-”Todos los días mis padres me hablan por teléfono, pero siempre me llaman cuando estoy más ocupado; siempre me piden que vaya a visitarles, que quieren verme y charlar un rato conmigo. No comprenden que siempre ando con el tiempo justo, que tengo que solucionar tantos problemas en la oficina, en la casa, con mi mujer, los niños, los compromisos… en fin, tú ya sabes…
Asimismo cuando me decido ir a su casa, siempre me cuentan las mismas cosas, una y otra vez; me tratan como si todavía fuera un niño. ¿No te pasa a ti lo mismo?
-¡Caray!, dijo Alberto. Se ve que tú si eres un buen hijo…”.
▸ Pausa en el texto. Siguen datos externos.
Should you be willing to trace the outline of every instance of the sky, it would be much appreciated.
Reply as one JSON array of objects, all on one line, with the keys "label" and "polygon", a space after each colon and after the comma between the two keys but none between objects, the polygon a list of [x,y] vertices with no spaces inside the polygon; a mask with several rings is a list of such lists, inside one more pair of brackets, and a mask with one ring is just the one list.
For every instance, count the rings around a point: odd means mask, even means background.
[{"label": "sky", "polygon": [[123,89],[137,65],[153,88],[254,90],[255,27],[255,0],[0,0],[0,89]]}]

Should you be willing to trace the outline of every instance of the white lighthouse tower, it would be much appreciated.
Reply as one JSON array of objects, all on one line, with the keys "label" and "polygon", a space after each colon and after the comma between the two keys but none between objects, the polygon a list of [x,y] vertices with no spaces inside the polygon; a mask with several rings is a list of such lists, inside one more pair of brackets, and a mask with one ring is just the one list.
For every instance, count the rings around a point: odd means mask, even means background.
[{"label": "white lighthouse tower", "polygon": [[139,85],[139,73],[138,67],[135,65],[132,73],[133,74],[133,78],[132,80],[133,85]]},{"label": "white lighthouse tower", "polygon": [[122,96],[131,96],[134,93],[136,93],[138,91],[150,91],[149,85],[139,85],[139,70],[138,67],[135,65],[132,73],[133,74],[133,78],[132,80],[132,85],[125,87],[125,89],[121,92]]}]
-”No Alberto, no,… qué más quisiera… yo visito a mis padres en el cementerio, y hablo con ellos desde mi imaginación, pues murieron hace algunos años.
Minutos después los amigos se despidieron. Alberto, ya de regreso, iba meditando las palabras de su amigo. Al llegar a su oficina, y antes de empezar con sus actividades cotidianas, le dijo a su secretaria:
-”Señorita: Deje cualquier cosa a un lado, haga todo lo posible y comuníqueme de inmediato con mis padres por favor. …”.
Queridos lectores: ¿Cuántos hijos hemos vivido, y otros viven aún, aquel adagio que dice: nadie sabe lo que tiene, hasta que lo pierde?
Muchos no comprenden aún que la palabra amorosa, el abrazo afectivo, el ramo de flores, la tarjeta amable, el mensaje de consuelo, la visita personal,… en fin, esos detalles que parecen cursis, pasados de moda, deben ser llevados a cabo oportunamente, sin esperar a un mañana que quizá no llegue jamás, porque la existencia del hombre es efímera, fugaz.
¿Y tú, cuánto hace que no has “tenido un tiempo” para compartir con los tuyos?
“El hombre es como la hierba;
sus días florecen como la flor del campo:
sacudida por el viento, desaparece sin dejar rastro alguno”.